During most of your undergraduate career you will be studying one or two papers in each term (a ‘paper’ is a course on a particular topic or period of literature), and will thus have about three tutorials a fortnight, supplemented by one or two college classes each week. You will also normally attend a number of lecture courses and seminars in the English Faculty.
It is usual to have one tutor for each paper, and this means that the tutor gets to know you and your work well, and is able to tailor the course according to your own individual interests, while guiding your progress throughout. The weekly tutorial, usually based around your own essay, gives you the chance to explore and clarify your ideas about the author or subject. Oxford tutors are active academic researchers at the forefront of their specialisms, and the tutorial system brings advantages both to students and tutors. Our students find that studying a tutor's area of research improves their own work; in addition, our third-year courses and dissertations enable students to work even more closely with tutors on current research areas, preparing them for graduate study. Our tutors also find that tutorial discussions often prompt them to reflect on their own research in new ways.
Oxford places considerable emphasis on the production of regular written work, normally in the form of essays. This ensures that you have brought your ideas on a subject to a point where you are able to express them cogently on paper. This kind of training is also excellent preparation for many of the kinds of careers available to you after university.
The English degree at Oxford is one of the broadest in the country, and you will have the chance to study all periods of English Literature, from 650 AD to the present day.
In the first year, you will study three periods of English Literature (Early Medieval, Victorian and Modern Literature), in addition to an introductory course to studying Language and Literature, which is designed to furnish you with skills that you can draw on for the remainder of your studies.

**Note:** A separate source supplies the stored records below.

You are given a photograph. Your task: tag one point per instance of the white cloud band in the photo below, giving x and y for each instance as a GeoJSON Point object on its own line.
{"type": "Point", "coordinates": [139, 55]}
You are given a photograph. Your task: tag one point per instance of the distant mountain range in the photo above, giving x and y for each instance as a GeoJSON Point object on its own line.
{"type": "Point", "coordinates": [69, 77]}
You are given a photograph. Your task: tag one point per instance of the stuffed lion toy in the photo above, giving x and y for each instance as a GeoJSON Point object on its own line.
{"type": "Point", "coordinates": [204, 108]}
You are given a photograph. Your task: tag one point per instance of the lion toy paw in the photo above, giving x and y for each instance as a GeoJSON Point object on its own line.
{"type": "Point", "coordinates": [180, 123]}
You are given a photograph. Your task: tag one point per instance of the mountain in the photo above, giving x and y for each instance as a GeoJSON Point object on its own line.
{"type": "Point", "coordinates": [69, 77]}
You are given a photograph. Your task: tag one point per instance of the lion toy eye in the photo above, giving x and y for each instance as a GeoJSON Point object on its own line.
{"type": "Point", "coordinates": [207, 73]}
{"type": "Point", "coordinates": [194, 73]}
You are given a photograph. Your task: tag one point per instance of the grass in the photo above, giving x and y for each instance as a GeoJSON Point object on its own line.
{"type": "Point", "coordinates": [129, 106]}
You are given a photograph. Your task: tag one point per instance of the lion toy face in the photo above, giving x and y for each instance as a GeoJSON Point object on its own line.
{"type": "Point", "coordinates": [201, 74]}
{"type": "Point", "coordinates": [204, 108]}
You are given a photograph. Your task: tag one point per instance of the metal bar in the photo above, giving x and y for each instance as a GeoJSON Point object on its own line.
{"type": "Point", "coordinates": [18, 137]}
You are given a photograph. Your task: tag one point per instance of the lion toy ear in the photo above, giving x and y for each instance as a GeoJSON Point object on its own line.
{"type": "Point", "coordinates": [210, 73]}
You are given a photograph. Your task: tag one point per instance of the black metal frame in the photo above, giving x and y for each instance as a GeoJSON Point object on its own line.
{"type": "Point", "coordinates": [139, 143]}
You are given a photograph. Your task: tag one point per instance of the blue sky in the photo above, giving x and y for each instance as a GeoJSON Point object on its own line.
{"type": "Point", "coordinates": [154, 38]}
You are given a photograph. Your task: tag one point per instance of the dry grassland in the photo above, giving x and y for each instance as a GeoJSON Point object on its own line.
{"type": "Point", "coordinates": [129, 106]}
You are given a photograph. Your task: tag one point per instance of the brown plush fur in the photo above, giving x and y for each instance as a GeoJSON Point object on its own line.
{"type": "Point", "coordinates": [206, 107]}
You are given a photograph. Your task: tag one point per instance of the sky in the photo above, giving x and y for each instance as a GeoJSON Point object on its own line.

In the second year and third years, you will study English Literature from 1350 to 1830. There is one compulsory author paper, on Shakespeare. In addition to these, you can choose from a lengthy list of topics for your Special Options paper in the third year. This is the only paper delivered primarily through seminars. The convenor for each option will guide you as you decide on a facet of the topic to pursue in an extended essay. You will then write a dissertation, which can be on any topic of your choice, or which might approach Language and/or Literature from a more thematic point of view.
Alternatively, in the second and third years, you can follow our course focusing on earlier literature and the history of English (Course II). The compulsory papers cover the literatures of England from 650 to 1550, along with textual criticism (in which you will begin the study of many aspects of manuscript culture) and the history of the English language up to c. 1800. Optional papers for this course might include Old Norse, Old French, Shakespeare and Literature in English from 1550 - 1660. As with the other second and third year course, you will also write a dissertation on a subject area of your choice.
You can find further details about the course structure here.
You can find out more about opportunities to pursue creative writing, drama, or journalism on our FAQs page.
The course is examined through a combination of examinations and submitted written work. First-year work requires you to submit one piece of coursework, a porfolio of two 1,500-word essays, towards the start of your third term. The year then culminates in a set of examinations, in which your other three papers are assessed through three-hour written examinations. You must pass all of these papers in order to pass the examination as a whole and to enter into the second year, but the marks that you get do not count towards your final examination result; effectively you start anew in the second year.
In the second and third years, the four period papers are assessed by three-hour examinations at the end of the third year. The Shakespeare paper is examined by a portfolio of written work, and the Special Option paper by an extended essay of 6,000 words. The Dissertation is a submitted essay of 8,000 words. This means that submitted work will comprise nearly half of your final assessment.